Eamonn Walsh chimneys past a snow-filled slot on the East Couloir (V AI5+ M6-ish A0, 3,300') of the Broken Tooth (9,050'), Alaska Range, Alaska. The 600-foot, shoulder-width ice hose was the route’s highlight. Though a massive gendarme blocked access to the true summit, Mark Westman believes the climb is a classic nonetheless. [Photo] Mark Westman
A snow bowl took us to the upper corner and a steep and unprotectable thirty-meter slab with a half inch of rotten ice (70-80 degrees). Eamonn again demonstrated a cool head, climbing for sixty meters without protection until a piton crack appeared.
After sustained but more moderate terrain, the corner ended in another snow bowl. I led a block of physical pitches, including a short M5 step that required a point of tension. A fun mixed runnel brought us to a cornice on the ridge crest; we dug through it, in classic Alaska style, then surmounted another M4 section. Eamonn took us to the summit ridge by way of a steep mixed chimney, and of course, one final cornice tunnel. We dropped our packs and continued up our 2005 south face route to stand on the summit in the fading twilight. As we descended the south face to the Church/Grosvenor Col, I set off a slab fracture and narrowly missed going with it. We were back in camp nineteen and a half hours after leaving for The Warrior's Way (V M5 R A0, 21 pitches).
Two days later we made the third ascent of Mt. Johnson's Escalator (Alaska Grade 3: 50 degrees, 1220m, Shaw-Wagner, 2000), then in early May we climbed Kahiltna Queen (12,380') and (most of) the Mini-Moonflower (a subsummit of Mt. Hunter), before we were flown to the Coffee Glacier to attempt a new line on the east face of Broken Tooth (9,050'): an enormous cleft dividing the face up to the ridge between the main and northeastern summits.
On May 10, 4 a.m., we climbed 1,000 feet of steep snow into the deep cleft and the start of the first pitch. Eammon followed a snice flow up to a long, sustained, vertical section with some slight—and somewhat thin and hollow—overhangs (AI5+) that took mostly short screws of questionable quality. Easier ice and mixed climbing in a narrow slot exited to a seventy-meter snowfield, then to the route's highlight: a 600-foot, shoulder-width hose of squeaky ice.
The final lead in this feature brought me to the base of a long snow bowl, and we climbed together for several easy, fifty-degree ropelengths. The couloir above ended in vertical to overhanging rock festooned with dangerous snow mushrooms. Eamonn led an A0 chimney filled with unstable snow blobs, exited on M5 terrain and climbed up beneath the last, grim headwall. A miraculous, hidden weakness then revealed itself: a deep slot/ramp slicing up and to the right. Here Eamonn found the crux of the route, a small chockstone roof with M6-ish moves on thin ice and granite slabs. Another pitch of steep, bottomless snow attained an aesthetic perch on the exposed, knife-edged summit ridge.

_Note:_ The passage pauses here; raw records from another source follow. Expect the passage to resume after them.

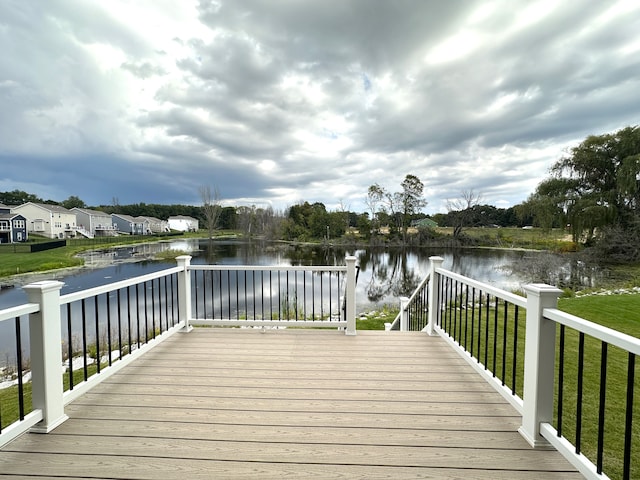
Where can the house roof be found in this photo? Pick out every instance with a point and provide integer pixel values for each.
(88, 211)
(49, 207)
(10, 216)
(126, 218)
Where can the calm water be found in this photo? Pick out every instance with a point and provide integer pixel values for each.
(385, 275)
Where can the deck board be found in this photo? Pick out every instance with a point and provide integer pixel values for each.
(235, 403)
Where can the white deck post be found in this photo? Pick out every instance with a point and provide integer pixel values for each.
(351, 295)
(432, 299)
(404, 315)
(184, 291)
(539, 359)
(46, 354)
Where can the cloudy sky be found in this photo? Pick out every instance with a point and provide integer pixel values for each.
(277, 102)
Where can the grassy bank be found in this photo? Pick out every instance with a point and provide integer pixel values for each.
(15, 263)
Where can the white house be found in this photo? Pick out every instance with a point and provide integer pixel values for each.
(154, 225)
(94, 222)
(52, 221)
(183, 223)
(128, 224)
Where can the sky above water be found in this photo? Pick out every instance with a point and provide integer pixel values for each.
(277, 102)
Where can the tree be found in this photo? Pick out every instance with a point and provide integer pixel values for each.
(18, 197)
(596, 185)
(460, 211)
(375, 195)
(409, 201)
(211, 208)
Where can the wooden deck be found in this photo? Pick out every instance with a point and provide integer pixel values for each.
(232, 403)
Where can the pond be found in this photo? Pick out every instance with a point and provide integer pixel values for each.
(384, 276)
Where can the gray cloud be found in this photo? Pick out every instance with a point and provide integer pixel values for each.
(276, 102)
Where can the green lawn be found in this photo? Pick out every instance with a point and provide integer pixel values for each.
(620, 312)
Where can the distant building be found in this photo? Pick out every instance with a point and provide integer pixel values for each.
(154, 225)
(127, 224)
(183, 223)
(424, 223)
(13, 226)
(52, 221)
(93, 223)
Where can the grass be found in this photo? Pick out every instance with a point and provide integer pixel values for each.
(16, 262)
(619, 312)
(375, 319)
(9, 404)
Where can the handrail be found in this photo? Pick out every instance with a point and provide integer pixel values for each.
(600, 332)
(508, 296)
(405, 304)
(281, 268)
(457, 311)
(13, 312)
(110, 287)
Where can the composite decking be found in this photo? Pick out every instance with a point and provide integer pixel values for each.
(239, 403)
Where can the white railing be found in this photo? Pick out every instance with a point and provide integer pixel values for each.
(313, 296)
(124, 320)
(523, 358)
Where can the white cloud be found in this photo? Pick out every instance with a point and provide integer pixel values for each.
(281, 102)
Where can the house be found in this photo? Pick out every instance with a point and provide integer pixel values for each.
(52, 221)
(127, 224)
(93, 223)
(13, 226)
(154, 225)
(424, 223)
(183, 223)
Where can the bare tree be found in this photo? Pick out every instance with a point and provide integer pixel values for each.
(460, 210)
(375, 196)
(211, 208)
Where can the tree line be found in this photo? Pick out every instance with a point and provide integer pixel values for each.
(594, 192)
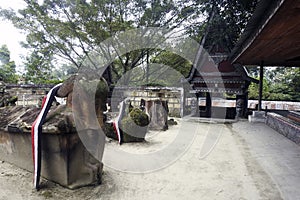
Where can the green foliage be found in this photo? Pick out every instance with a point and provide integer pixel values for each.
(7, 67)
(139, 117)
(280, 83)
(134, 126)
(229, 19)
(175, 61)
(72, 29)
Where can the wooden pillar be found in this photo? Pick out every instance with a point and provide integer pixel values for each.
(208, 104)
(261, 76)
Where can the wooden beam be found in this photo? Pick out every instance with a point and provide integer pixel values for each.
(261, 77)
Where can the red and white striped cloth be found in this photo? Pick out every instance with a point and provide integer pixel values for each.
(36, 133)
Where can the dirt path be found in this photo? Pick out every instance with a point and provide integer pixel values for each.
(229, 171)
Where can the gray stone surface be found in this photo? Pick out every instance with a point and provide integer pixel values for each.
(278, 156)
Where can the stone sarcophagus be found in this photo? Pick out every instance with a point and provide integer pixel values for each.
(65, 159)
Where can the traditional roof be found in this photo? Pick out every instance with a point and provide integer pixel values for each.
(272, 35)
(221, 78)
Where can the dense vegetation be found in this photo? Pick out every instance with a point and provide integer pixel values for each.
(62, 33)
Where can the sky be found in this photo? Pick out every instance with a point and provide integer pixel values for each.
(11, 36)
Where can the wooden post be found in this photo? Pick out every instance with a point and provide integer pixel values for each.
(261, 76)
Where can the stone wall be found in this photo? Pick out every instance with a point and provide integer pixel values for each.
(28, 94)
(284, 126)
(171, 95)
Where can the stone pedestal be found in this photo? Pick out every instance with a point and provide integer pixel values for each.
(257, 116)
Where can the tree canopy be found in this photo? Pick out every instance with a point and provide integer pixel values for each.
(7, 67)
(71, 29)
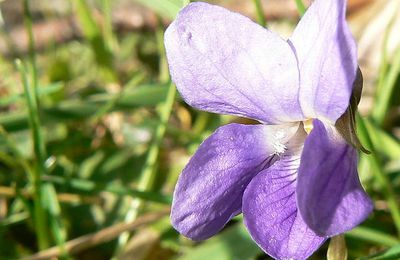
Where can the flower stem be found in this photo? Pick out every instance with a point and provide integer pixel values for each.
(380, 176)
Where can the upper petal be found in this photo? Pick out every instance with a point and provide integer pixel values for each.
(209, 190)
(327, 59)
(271, 215)
(330, 197)
(223, 62)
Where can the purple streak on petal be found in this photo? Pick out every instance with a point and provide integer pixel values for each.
(223, 62)
(327, 58)
(329, 194)
(271, 215)
(209, 190)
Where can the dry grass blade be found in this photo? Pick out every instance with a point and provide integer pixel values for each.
(87, 241)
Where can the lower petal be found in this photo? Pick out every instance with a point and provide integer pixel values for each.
(329, 193)
(271, 215)
(210, 189)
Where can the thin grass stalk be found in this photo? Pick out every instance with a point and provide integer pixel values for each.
(149, 173)
(40, 217)
(379, 173)
(43, 202)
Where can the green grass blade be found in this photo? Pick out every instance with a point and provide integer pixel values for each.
(382, 102)
(373, 236)
(260, 13)
(93, 35)
(40, 216)
(390, 254)
(164, 8)
(379, 173)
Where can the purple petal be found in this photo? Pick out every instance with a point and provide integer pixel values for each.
(223, 62)
(329, 194)
(271, 215)
(327, 58)
(209, 190)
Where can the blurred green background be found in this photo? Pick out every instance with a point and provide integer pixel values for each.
(93, 134)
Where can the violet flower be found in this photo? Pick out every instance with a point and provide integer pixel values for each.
(295, 188)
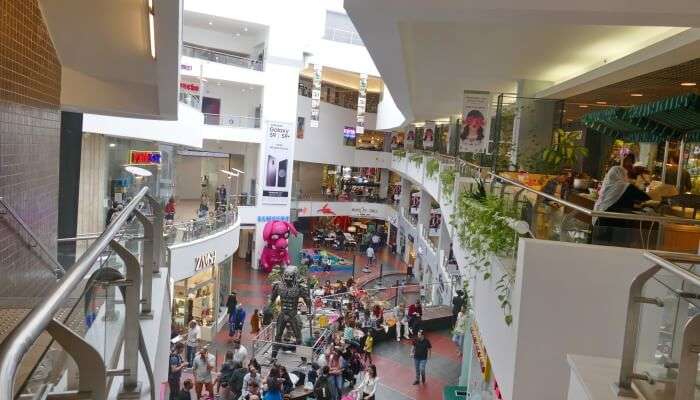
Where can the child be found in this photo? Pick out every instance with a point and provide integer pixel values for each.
(369, 345)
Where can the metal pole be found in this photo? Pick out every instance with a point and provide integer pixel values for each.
(663, 167)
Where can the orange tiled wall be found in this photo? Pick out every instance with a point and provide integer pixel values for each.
(30, 72)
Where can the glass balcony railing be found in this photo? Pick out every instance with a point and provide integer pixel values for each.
(221, 57)
(236, 121)
(187, 231)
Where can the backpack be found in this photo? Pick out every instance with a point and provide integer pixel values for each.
(321, 389)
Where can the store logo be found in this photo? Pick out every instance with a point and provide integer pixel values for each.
(206, 260)
(144, 157)
(325, 210)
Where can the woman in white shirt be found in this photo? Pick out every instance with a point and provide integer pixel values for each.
(369, 383)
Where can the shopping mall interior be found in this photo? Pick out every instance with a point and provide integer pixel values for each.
(349, 199)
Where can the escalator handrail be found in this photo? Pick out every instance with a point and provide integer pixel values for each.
(19, 341)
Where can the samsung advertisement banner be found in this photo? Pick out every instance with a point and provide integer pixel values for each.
(278, 162)
(476, 122)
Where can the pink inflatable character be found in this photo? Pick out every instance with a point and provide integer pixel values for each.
(275, 252)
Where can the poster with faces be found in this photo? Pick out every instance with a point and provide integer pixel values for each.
(429, 133)
(316, 97)
(476, 122)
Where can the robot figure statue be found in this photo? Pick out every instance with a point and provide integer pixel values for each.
(290, 290)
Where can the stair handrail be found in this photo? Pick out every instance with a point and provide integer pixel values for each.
(19, 341)
(57, 267)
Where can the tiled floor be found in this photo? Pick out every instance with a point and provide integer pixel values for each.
(394, 365)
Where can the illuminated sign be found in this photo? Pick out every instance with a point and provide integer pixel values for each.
(144, 157)
(206, 260)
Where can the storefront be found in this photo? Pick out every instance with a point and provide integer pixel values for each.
(202, 296)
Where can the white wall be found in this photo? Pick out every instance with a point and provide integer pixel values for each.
(243, 44)
(182, 256)
(325, 144)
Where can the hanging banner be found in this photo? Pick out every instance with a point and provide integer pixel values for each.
(435, 222)
(415, 203)
(411, 137)
(361, 104)
(476, 122)
(278, 162)
(429, 133)
(316, 96)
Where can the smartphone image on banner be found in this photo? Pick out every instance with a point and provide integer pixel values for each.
(271, 179)
(282, 174)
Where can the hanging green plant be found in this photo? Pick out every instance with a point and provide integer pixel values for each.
(416, 159)
(432, 167)
(399, 153)
(482, 226)
(447, 182)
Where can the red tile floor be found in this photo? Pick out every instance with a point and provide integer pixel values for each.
(394, 365)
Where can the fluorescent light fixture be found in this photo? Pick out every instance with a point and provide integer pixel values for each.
(138, 171)
(152, 28)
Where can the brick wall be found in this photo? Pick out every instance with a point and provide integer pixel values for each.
(29, 146)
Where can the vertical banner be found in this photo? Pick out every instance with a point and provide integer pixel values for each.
(435, 222)
(476, 122)
(429, 133)
(316, 96)
(361, 105)
(415, 203)
(410, 136)
(278, 162)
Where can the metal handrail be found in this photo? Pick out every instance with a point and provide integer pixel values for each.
(18, 342)
(58, 268)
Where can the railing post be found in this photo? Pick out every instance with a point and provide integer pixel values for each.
(688, 365)
(629, 347)
(148, 262)
(131, 387)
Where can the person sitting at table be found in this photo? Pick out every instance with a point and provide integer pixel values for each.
(616, 195)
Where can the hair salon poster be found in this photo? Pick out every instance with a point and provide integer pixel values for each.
(429, 133)
(278, 162)
(476, 122)
(435, 222)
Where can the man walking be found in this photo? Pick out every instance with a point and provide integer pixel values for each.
(420, 353)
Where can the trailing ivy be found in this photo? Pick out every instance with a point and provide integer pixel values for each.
(399, 153)
(432, 167)
(447, 182)
(482, 226)
(416, 159)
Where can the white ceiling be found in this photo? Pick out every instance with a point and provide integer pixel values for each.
(104, 49)
(429, 52)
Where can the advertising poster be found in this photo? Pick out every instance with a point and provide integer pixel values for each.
(411, 137)
(435, 222)
(415, 203)
(361, 104)
(429, 133)
(278, 162)
(316, 97)
(476, 122)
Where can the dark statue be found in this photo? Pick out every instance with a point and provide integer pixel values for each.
(289, 290)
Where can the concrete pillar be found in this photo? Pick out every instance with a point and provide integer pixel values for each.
(536, 121)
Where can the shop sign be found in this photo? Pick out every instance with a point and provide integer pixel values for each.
(144, 157)
(190, 87)
(266, 218)
(206, 260)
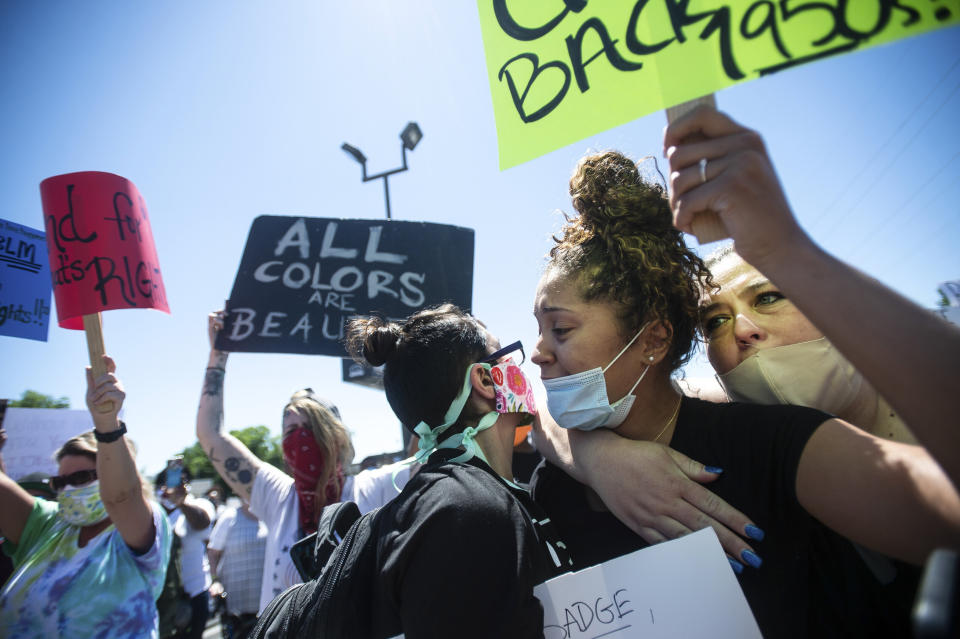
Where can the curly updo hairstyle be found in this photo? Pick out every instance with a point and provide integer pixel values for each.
(425, 359)
(622, 248)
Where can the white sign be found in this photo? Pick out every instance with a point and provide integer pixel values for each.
(35, 434)
(680, 588)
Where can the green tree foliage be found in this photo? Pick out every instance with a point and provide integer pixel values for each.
(256, 438)
(34, 399)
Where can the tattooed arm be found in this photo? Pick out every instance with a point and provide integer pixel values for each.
(234, 461)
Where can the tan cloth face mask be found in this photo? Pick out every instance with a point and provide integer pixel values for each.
(810, 374)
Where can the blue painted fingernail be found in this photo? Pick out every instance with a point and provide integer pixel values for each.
(754, 533)
(751, 558)
(736, 565)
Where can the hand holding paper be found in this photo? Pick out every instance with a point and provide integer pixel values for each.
(737, 182)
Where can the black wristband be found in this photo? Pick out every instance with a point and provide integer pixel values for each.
(112, 436)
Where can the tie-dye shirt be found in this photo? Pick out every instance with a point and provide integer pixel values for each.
(102, 590)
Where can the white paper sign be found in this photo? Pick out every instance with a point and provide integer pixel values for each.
(35, 434)
(680, 588)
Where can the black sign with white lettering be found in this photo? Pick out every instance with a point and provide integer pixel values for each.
(301, 279)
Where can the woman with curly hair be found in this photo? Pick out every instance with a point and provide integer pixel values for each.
(617, 308)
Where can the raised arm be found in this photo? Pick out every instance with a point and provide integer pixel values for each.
(664, 499)
(15, 503)
(120, 486)
(234, 461)
(917, 369)
(888, 496)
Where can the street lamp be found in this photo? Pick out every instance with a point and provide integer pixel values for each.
(409, 138)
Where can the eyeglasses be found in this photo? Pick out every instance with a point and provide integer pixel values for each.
(507, 352)
(79, 478)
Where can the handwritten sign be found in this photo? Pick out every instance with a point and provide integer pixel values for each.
(680, 588)
(100, 245)
(24, 282)
(562, 70)
(301, 279)
(35, 434)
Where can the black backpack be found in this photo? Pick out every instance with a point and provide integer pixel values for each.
(343, 569)
(173, 604)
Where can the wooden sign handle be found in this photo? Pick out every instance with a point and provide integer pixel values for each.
(707, 225)
(93, 327)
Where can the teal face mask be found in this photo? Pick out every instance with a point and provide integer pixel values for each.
(430, 437)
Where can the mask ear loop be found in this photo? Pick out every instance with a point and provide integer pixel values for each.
(428, 436)
(629, 344)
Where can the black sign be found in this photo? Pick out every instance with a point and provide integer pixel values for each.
(363, 374)
(301, 279)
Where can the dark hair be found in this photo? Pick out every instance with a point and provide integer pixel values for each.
(425, 359)
(624, 249)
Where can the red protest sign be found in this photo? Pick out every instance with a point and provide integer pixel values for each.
(102, 255)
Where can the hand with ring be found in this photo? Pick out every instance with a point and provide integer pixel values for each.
(726, 170)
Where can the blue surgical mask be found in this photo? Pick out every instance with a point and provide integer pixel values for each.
(580, 401)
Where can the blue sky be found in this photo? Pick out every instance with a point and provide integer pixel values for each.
(222, 111)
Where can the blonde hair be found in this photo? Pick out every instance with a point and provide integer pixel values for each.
(85, 445)
(329, 432)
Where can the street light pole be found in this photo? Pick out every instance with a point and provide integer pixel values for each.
(410, 137)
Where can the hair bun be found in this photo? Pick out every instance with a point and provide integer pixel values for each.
(597, 177)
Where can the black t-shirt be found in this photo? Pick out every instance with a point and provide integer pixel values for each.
(812, 582)
(458, 553)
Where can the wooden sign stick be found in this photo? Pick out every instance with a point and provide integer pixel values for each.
(707, 226)
(93, 327)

An immense, monolithic rock gendarme completely overhung both sides of the ridge, barring access to the true summit, 100 vertical (and 250 horizontal) feet away. After some consideration, we decided to forgo the summit and began descending our route, the East Couloir (V AI5+ M6-ish A0, 3,300'). We made twelve rappels, with some down climbing, leaving many piton anchors: in total, a sixteen-hour round-trip.